Our houses are such unwieldy property that we are often imprisoned rather than housed in them.

—Henry David Thoreau, Walden

Our inventions are wont to be pretty toys, which distract our attention from serious things. They are but improved means to an unimproved end, and end which it was already but too easy to arrive at. We are in great haste to construct a magnetic telegraph from Maine to Texas; but Maine and Texas, it may be, have nothing to communicate.

—Henry David Thoreau, Walden
I would rather sit on a pumpkin and have it all to myself, than be crowded on a velvet cushion.

—Henry David Thoreau, Walden

Who is the wise man who will be ready to hang himself because he does not know how to see God face to face, and because his reason cannot unravel the mystery of the Trinity? One might as well despair over not having four feet and two wings. Why make us hate our nature? Our existence is not so unhappy as they try to make us think. To look upon the universe as a dungeon, and all mankind as criminals who are goin g to be executed, is the idea of a fanatic. To believe that the world is a place of delight, where one should experience nothing but pleasure, is the dream of a Sybarite. To think that the earth, men, and animals are what they must be, according to the law of providence, is, I believe, the part of a wise man.

—Voltaire, Philosophical Letters

[Shakespeare] was a fecund genius, full of vigor, ranging from simple naturalness to the sublime, without the least glimmer of taste or the slightest knowledge of the rules. I am going to tell you something rash, but true: the greatness of Shakespeare has been the ruin of the English stage. There are such beautiful scenes, such grand and terrible passages scattered throughout those monstrous farces of his called tragedies, that these plays have always been put on with great success. Time, which alone makes the reputation of men, in the end makes their faults respectable.

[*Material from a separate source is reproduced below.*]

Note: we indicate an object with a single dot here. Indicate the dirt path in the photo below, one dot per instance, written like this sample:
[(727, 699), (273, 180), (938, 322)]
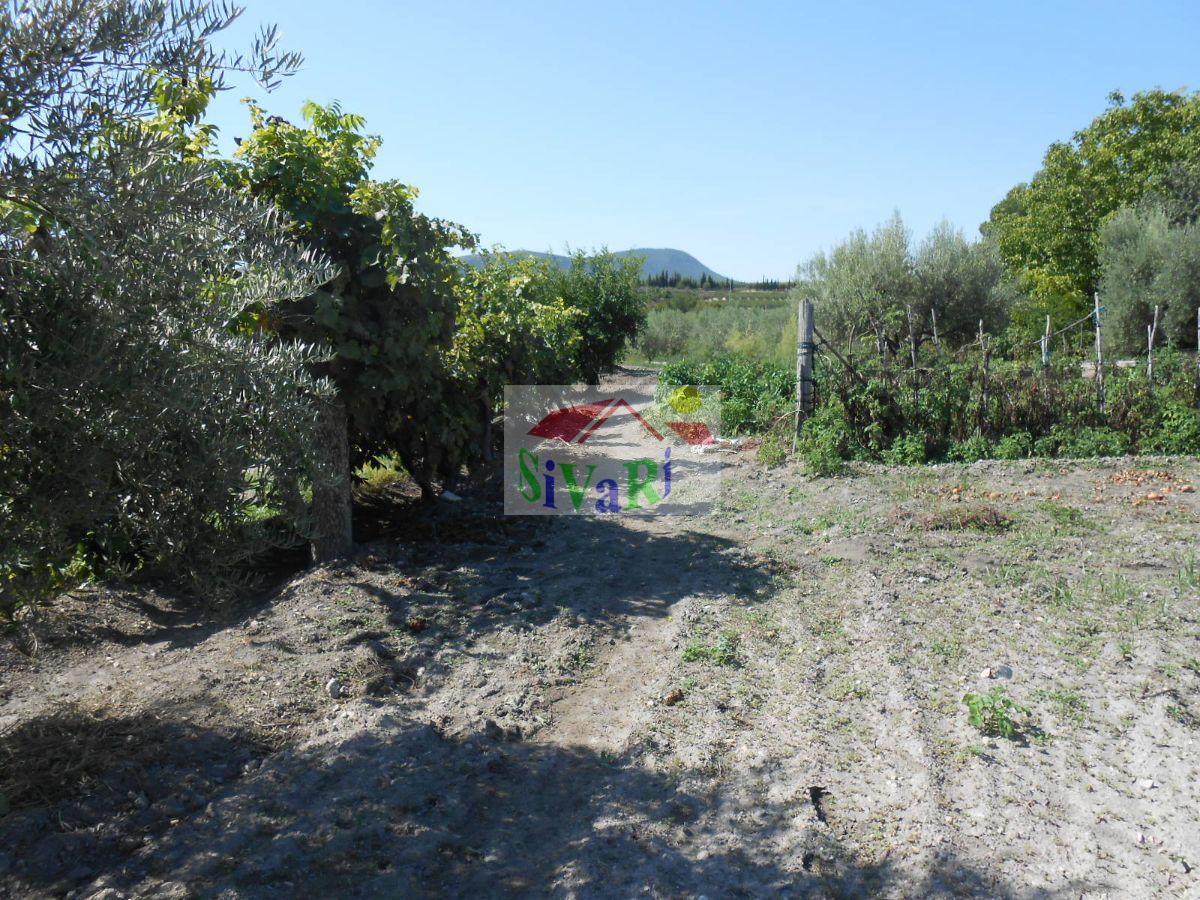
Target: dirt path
[(763, 702)]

—Voltaire, Philosophical Letters

"But is it not the deepest Law of nature that she remain constant?" cries an illuminated class: "Is not the machine of the universe fixed to move by unalterable rules?" Probable enough, good friends; nay, I too must believe that the God, whom ancient, inspired men assert to be "without variableness or shadow of turning," does indeed never change; that Nature, that the Universe, which no one whom it so pleases can be prevented from calling a Machine, does move by the most unalterable rules. And now of you too I make the old inquiry: What those same unalterable rules, forming the complete Status-Book of Nature, may possibly be?

They stand written in our Works of Science, say you; in the accumulated records of man's Experience?—Was man with his Experience present at the Creation, then, to see how it all went on? Have any deepest scientific individuals yet dived down to the foundation of the Universe, and gauged every thing there? Did the Maker take them into his counsel; that they read His ground-plan of the incomprehensible All; and can say, This stands marked therein, and no more than this? Alas, not in anywise! These scientific individuals have been nowhere but where we also are; have seen some handbreadths deeper than we see into the Deep that is infinite, without bottom as without shore.